East Carolina Barbecued pork and greens, barbecue sauce recipe below
According to Mt Vernon, New York’s Reginald T. Ward, Barbecue in Bertie, County, North Carolina means “chopped barbecue.” Ward, who I interviewed for my book Hog and Hominy: Soul Food from Africa to America http://cup.columbia.edu/book/978-0-231-14638-8/hog-and-hominy/excerpt migrated to New York from Robbinsonville in Bertie County in the 1960s. In North Carolina Ward grew up barbecuing a whole pig chopped up with different spices “like vinegar and red pepper.” The word barbecue varies from region to region even across a state. Historically the folks in Bertie County, in eastern North Carolina, used a vinegar based sauce. Here is an Eastern North Carolina barbecue sauce recipe you can try this Memorial Day weekend.
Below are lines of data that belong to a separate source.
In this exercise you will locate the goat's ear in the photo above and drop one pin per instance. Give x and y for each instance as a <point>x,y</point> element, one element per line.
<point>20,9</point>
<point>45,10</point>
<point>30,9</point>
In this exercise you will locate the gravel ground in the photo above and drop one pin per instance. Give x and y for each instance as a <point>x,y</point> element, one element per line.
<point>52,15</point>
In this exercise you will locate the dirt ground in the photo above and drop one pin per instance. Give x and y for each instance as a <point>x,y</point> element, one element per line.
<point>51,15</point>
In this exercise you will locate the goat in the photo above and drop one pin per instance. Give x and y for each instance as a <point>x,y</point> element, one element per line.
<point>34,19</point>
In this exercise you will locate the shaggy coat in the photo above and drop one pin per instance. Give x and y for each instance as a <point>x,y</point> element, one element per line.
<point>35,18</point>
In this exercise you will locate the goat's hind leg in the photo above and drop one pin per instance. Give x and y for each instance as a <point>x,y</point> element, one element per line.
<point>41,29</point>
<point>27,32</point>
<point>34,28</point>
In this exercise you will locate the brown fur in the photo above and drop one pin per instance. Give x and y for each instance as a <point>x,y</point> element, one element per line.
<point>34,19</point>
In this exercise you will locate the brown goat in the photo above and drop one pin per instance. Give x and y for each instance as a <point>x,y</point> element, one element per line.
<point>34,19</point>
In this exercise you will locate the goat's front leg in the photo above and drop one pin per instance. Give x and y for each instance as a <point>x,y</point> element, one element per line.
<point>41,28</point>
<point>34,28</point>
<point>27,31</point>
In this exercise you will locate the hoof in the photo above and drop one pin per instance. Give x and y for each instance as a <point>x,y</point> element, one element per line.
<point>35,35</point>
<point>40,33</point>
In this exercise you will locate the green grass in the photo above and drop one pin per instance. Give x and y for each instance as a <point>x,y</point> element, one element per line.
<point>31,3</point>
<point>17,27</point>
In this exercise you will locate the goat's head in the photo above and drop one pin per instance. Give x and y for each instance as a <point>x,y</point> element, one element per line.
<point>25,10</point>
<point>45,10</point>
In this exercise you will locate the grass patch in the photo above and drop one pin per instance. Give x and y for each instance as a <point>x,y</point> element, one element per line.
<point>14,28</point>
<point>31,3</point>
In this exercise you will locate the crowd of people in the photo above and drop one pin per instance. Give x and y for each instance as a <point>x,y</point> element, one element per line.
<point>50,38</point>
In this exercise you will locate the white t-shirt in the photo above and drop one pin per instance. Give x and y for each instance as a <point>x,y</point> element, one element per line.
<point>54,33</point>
Crawfish étouffée served with rice and cornbread, recipe below
Crawfish étouffée is another dish with lots of sauce and history. The dish shows the influence of Europeans, Native Americans, and Africans on new world cookery and it’s one of the first simple but tasty soul food dishes in Louisiana cuisine. The French settlers from Vendée, Poitou, and Brittany who eventually became known as Acadians and Cajuns brought with them the foodways of commoners in France who developed sauces intended to make simple dishes more appetizing and stretched their nutritional and filling values. In colonial Louisiana Africans shared the tradition of one-pot-meals with poor whites that lived among and around them. Africans also shared the ubiquitous habit of eating rice with most meals. Native American added the use of tomatoes in Crawfish étouffée; tomatoes are indigenous to the Americas. The word étouffée comes from the French word “to smother” and it means a luscious tomato based sauce. Here is link to wonderful crawfish étouffée like the delicious one I ate pictured above in New Orleans.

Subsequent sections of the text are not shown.